Back in Liverpool after a wonderful week away.
The first half of the week we stayed with friends from our time at college. It was great to just be able to spend time together. One day was very wet, and spent at the RAF museum at Hendon (some great insights into spiritual warfare, which I might post some time); the next hot and dry, and spent picnicking in style.

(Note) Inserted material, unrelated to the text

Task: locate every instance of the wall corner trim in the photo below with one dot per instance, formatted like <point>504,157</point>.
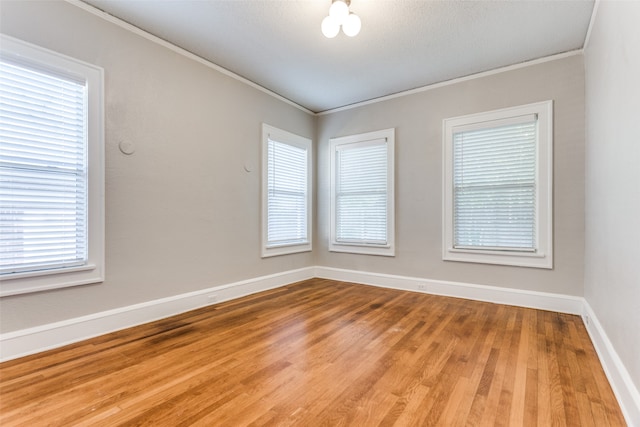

The second half of the week was spent in Sheffield, very relaxing, catching up with lots of friends, including celebrating Jo’s birthday with three homemade cakes over two days; and culminating in being at Philadelphia to witness several people make their temporary vows (3-year initial or novitiate vows) or permanent vows (can be taken after 3 years, or within a further 3-year period) within The Order of Mission (Jo and I became temporaries in 2003, and permanents in 2007). It was great to see various TOM friends, scattered across various countries over a number of years, there, as we were, for the occasion. It was also great to meet people who had come from USA and Scandinavia for Pilgrimage (and really encouraging to see the Lutheran churches commitment to ordaining young adults to serve as church leaders).
The journey home was spent listening to Pete James’ new album, Dreams, Reality And Everything In Between. All three of our children love it, Pete – especially the heavier/retro rock tracks. Particular favourites are the opening call to worship ‘Come Everybody Let’s Go’ and the creed ‘We Believe.’ Regardless of whether or not one likes the style, the substance is significant here. Too often, churches are seeking to be so ‘normal’ an experience for the unfamiliar visitor that we forget why we gather at all – not primarily to meet with friends, but to meet, together, with God who welcomes us into his house. We need the call to worship to form within us the reason we are there; to become a well-worn path (familiarity breeds contempt in the one who is contemptuous; but it nurtures confidence and competence – identity and authority – in the one who loves because they know that they are loved). And we need creeds, to carry for us and to form within us the faith the church has professed down through the ages. Too often, where churches have decided that written/corporately-spoken liturgy is culturally inappropriate, they have failed to do the work of translating liturgy into what would be considered culturally appropriate forms. The consequence is Christians who no longer know what Christians believe, who have no foundation to build on. So thank you, Pete, for the work you have put in here.